Publié le par Fórum da Ocupação

O texto abaixo estava por todo o prédio de Ciências Sociais. É de autoria dos estudantes de Ciências Sociais insatisfeitos com o formato da Secs deste ano:

SECS: UMA ARQUEOLOGIA DE 68

 

Em maio de 1968, estudantes franceses discutiram a necessidade de se mandar armas ou professores  para a Argélia. Escolheram as armas. Hoje, maio de 2008, a ascensão dos operários apoiada pelo movimento estudantil há 40 anos na Europa, é “ensinada” em salas de aula por intelectuais proeminentes, como o sacrossanto weberiano diretor da FFLCH Gabriel Cohn (sim, o da laje!). Tais manifestações hipócritas não se sustentaram em 68.  As atividades em universidades francesas foram completamente paralisadas, com   extensas ocupações. A greve geral foi construída por milhões de operários, com ocupações de fábrica em larga escala. Nem mesmo o “bastião” da dialética, conhecido pelego histórico e prezadíssimo de Cohn, Theodor Adorno conseguiu dar aula no Frankfurt Institute, embora tenha chamado a força policial.

 

Hoje, a SECS não se presta nem à paródia da época. Ao contrário de agitar o movimento estudantil, a semana se presta apenas a discutir abstratamente o levante de 68, como uma questão finalizada. Os convidados ilustres nas mesas de palestra mostram por si só o conteúdo degenerado da discussão. E mais: quem tanto se esforçou para bloquear um ascenso dos estudantes a partir da ocupação de 2007, quem sucessivamente votou contra a chamada de uma estatuinte àquela época, quem defendeu a desocupação da reitoria da USP sem qualquer garantia de não punição aos estudantes – o mínimo! - enfim, quem sempre se coloca contra o movimento real dos estudantes, o que poderiam dizer a respeito de maio de 68? Tanto o CEUPES como os excelentíssimos convidados se esforçam para tratar maio de 68 como morto, como assunto para museu, assim como tratam tudo que represente uma ameça à ordem!

 

Na Sorbonne de 68, estudantes impuseram suas palavras de ordem:

 

“Professores, vocês estão tão velhos quanto a sua cultura, seu modernismo não é mais do que a modernização da polícia.
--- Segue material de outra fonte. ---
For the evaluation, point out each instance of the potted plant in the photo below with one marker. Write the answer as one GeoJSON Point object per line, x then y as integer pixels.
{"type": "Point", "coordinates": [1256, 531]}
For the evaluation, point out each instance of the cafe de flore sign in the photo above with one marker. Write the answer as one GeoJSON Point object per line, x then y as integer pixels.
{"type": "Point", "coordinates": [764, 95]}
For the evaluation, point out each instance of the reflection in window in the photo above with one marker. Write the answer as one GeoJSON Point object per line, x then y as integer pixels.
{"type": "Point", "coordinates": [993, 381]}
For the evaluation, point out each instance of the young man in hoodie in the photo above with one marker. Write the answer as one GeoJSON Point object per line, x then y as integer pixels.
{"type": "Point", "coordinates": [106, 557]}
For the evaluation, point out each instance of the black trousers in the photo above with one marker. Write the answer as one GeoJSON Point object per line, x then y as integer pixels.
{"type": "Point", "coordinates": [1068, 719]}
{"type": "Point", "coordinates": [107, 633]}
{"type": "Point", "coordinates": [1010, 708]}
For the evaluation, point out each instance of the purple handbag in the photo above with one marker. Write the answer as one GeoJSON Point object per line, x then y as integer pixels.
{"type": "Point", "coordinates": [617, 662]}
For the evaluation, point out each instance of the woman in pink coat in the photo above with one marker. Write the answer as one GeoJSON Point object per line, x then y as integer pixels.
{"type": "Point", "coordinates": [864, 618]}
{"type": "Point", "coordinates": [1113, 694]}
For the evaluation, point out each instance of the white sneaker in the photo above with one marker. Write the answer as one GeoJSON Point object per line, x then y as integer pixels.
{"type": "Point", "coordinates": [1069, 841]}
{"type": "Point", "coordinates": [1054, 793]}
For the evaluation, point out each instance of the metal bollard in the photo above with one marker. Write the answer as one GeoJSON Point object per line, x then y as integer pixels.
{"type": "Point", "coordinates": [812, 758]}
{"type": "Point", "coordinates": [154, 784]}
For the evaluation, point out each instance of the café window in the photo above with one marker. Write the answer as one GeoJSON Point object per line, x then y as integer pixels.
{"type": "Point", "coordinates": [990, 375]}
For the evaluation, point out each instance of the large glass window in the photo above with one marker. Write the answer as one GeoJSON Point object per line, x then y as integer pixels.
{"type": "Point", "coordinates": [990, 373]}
A cultura está em migalhas.”

 

40 anos depois, aqui estamos, ouvindo a palestras de professores policiais, diretores de projetos falidos, burocratas incuráveis. Se elas fossem sobre o “Estado Republicano”, talvez (e só talvez) estivéssemos menos inconformados. Mas ver o mesmo gênero de burocratas que, a exemplo de Adorno no passado, posicionaram-se completamente contra as manifestações estudantis de 2007, discursando hipocritamente sobre 68, não nos é suportável. Ainda precisamos ouvir o que aquele que tomou o espaço estudantil com uma laje pensa sobre a juventude radical? Além de espaços estudantis ameaçados, a repressão continua e as sindicâncias contra os ocupantes da reitoria se mantêm. A “vanguarda” de tais processos nos “ensina” maio de 68?! Abaixo a hipocrisia da SECS! Abaixo o assassinato de 68! É necessário dinamite!